Nonostante le intenzioni dichiarate, gli analisti mettono in guardia sulle possibili conseguenze a livello globale. Il settore farmaceutico potrebbe infatti tentare di bilanciare il calo dei profitti nel mercato statunitense con aumenti significativi dei prezzi in Europa. È quanto afferma un recente rapporto dell’Università di Utrecht, secondo cui il Vecchio Continente si troverà a fronteggiare costi dei farmaci più alti come effetto indiretto della nuova politica americana.
Il professor Wim Goettsch sottolinea che Trump non considera le peculiarità del mercato sanitario statunitense, in cui gli intermediari e le compagnie assicurative contribuiscono in modo sostanziale all’innalzamento dei prezzi. In Europa, invece, i sistemi di regolamentazione nazionale e le negoziazioni centralizzate mantengono i prezzi più contenuti. Tuttavia, proprio questa disparità potrebbe spingere le case farmaceutiche a rivedere le politiche di prezzo, con l’Europa vista come bersaglio per il recupero delle perdite.
Il rischio dell’“effetto letto ad acqua”
Secondo alcuni analisti, l’ordinanza americana potrebbe avere un “effetto letto ad acqua”: la pressione esercitata per comprimere i prezzi da una parte finirebbe per generare aumenti altrove. È lo scenario temuto anche dalla professoressa Aukje Mantel-Teeuwisse, la quale evidenzia che, sebbene la legge appaia inapplicabile nella pratica, essa potrebbe influenzare le future negoziazioni internazionali. Si teme infatti che le aziende usino questa leva per ridurre la distanza tra i mercati e aumentare la redditività nei paesi europei.
Le aziende farmaceutiche, spinte dalla logica del profitto, potrebbero accogliere favorevolmente un nuovo assetto in cui i prezzi europei crescano fino ad avvicinarsi a quelli statunitensi, magari incontrandosi a metà strada. Philip Sclafani, partner di PwC, ha ipotizzato che l’obiettivo sia far passare i prezzi europei da 20 a 80 dollari, riducendo al contempo quelli americani da 100 a 80. Una compensazione che risponderebbe alle logiche della Casa Bianca ma che risulterebbe insostenibile per molti sistemi sanitari pubblici europei.
Le reazioni dei governi europei e delle case farmaceutiche
Alcuni paesi europei, come Danimarca e Germania, hanno già dichiarato che non accetteranno un sistema di prezzi di riferimento imposto da Washington. Al contempo, aziende come Novartis e Sanofi lamentano i limiti imposti dai controlli dell’Unione Europea, che a loro dire ostacolano lo sviluppo e gli investimenti. La richiesta è chiara: un riesame delle politiche europee per garantire maggiore competitività nel contesto globale.

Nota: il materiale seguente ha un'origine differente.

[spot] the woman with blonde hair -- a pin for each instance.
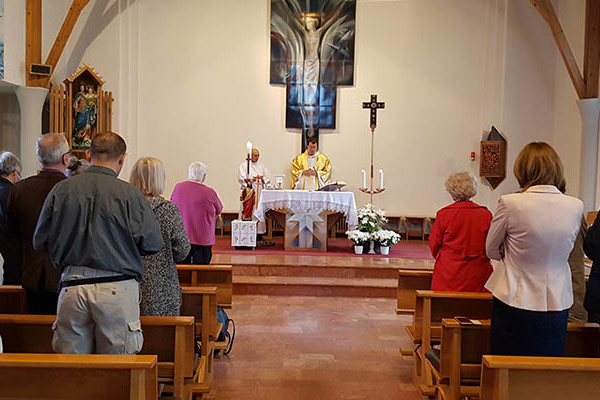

In questo scenario, si fa strada anche una riflessione più ampia sulla sovranità sanitaria europea. Il CEO di AstraZeneca, Pascal Soriot, ha dichiarato che l’Europa dovrebbe aumentare la propria spesa in medicinali innovativi così come ha fatto nella difesa. Una posizione che invita a considerare la salute come una priorità strategica, in un mondo in cui la dipendenza da mercati esterni e le logiche di compensazione potrebbero compromettere l’accesso equo ai farmaci per milioni di cittadini.